Sí, Sigfrido fue en cierta manera nuestro Chirico particular, lo que no es poco, pero también le debemos algunas bellas escenografías de ballet y ópera, como ese El Barbero de Sevilla que iba a estrenarse en Murcia esta próxima primavera, ninots ya legendarios, como el llamado Na Jordana, hecho para las Fallas de 2001, o exposiciones varias como la de Le Corbusier, en el Reina Sofía, o la de Carlos Berlanga, amigo, y la que se hizo de algunos representantes de la movida hace tiempo en la sala Conde Duque madrileña, por no hablar de los diseños que realizó para la Ópera de Florencia o el Teatro Verdi de esa misma ciudad.

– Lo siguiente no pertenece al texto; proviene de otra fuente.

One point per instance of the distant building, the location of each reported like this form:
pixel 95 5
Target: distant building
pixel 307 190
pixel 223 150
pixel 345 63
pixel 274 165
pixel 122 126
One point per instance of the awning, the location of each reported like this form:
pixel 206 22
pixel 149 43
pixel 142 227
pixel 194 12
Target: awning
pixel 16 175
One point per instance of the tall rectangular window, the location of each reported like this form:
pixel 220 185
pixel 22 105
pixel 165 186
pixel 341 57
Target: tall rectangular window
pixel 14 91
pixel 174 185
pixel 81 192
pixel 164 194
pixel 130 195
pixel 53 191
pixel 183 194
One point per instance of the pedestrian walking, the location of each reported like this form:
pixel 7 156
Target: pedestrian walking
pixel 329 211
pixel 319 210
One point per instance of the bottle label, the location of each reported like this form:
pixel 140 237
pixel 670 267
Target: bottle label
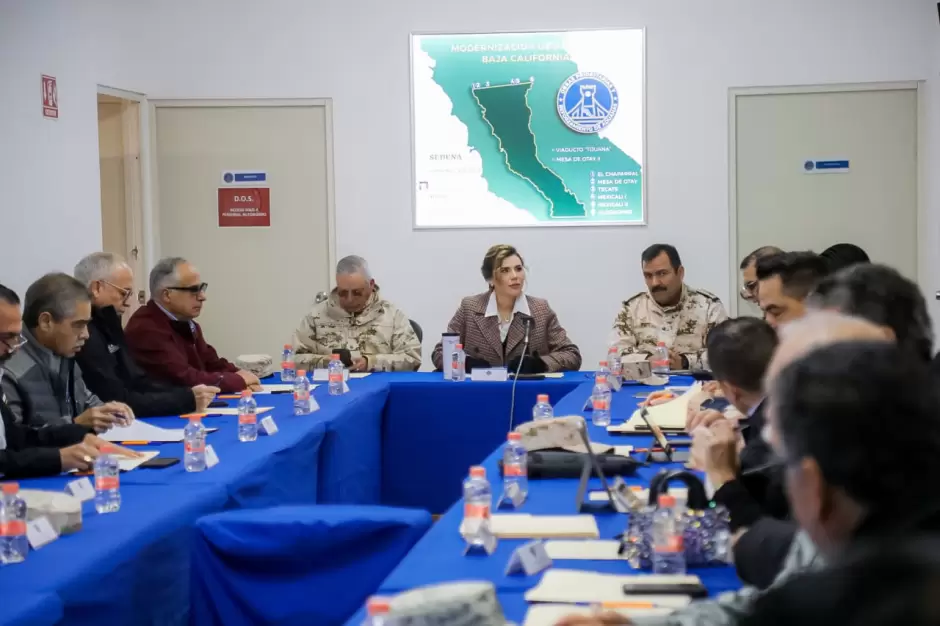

La retrospectiva de su obra, póstuma, la veremos en Cuenca esta primavera, en el mismo lugar en que Sigfrido daba clases.
El haber mezclado ópera con cuadros, fallas con comisariados al recordarle no es baladí. Creo que esa mezcolanza era una de las características suyas más genuinas, también de su generación, desde luego, y de aquellos años de la movida, pero lo cierto es que mezclar puede ser también una labor un tanto tonta si no se posee un sentido de la forma. Sigfrido Martín Begué lo poseía en grado sumo, y de ahí esa sensación de coherencia que recorre toda su labor desde sus comienzos.
Muchos recuerdan ahora que Sigfrido Martín Begué fue una suerte de figura puente entre dos maneras de entender el arte, pese a su juventud. Yo prefiero imaginármelo de otra manera, sin tanto respeto por la evolución de las modas y más por lo que significa un artista. Creo que Martín Begué ha sido un pintor de un arrojo excepcional en tanto en cuanto realizó la obra que quería hacer contra viento y marea, es decir, hizo una pintura narrativa en tiempos no muy propicios, y si bien es verdad que su obra, vista en conjunto, como tuvimos ocasión de contemplar en su día en la retrospectiva del Conde Duque por allá el 2001, tiene mucho de repetitiva, de ejercicio de una brillantez que se remite a sí misma, también es cierto que muchos de los símbolos que empleó se muestran fecundos… arte narrativo, simbolista, intelectual, la obra de Martín Begué parte de una concepción irónica del legado del que ha bebido, las vanguardias. Algunos llaman a esto posmodernismo. Para mí el que haya logrado desacralizar su propio arte me parece suficiente. Toda una lección que merece ser recordada tras su incineración a principios de este año, en Madrid.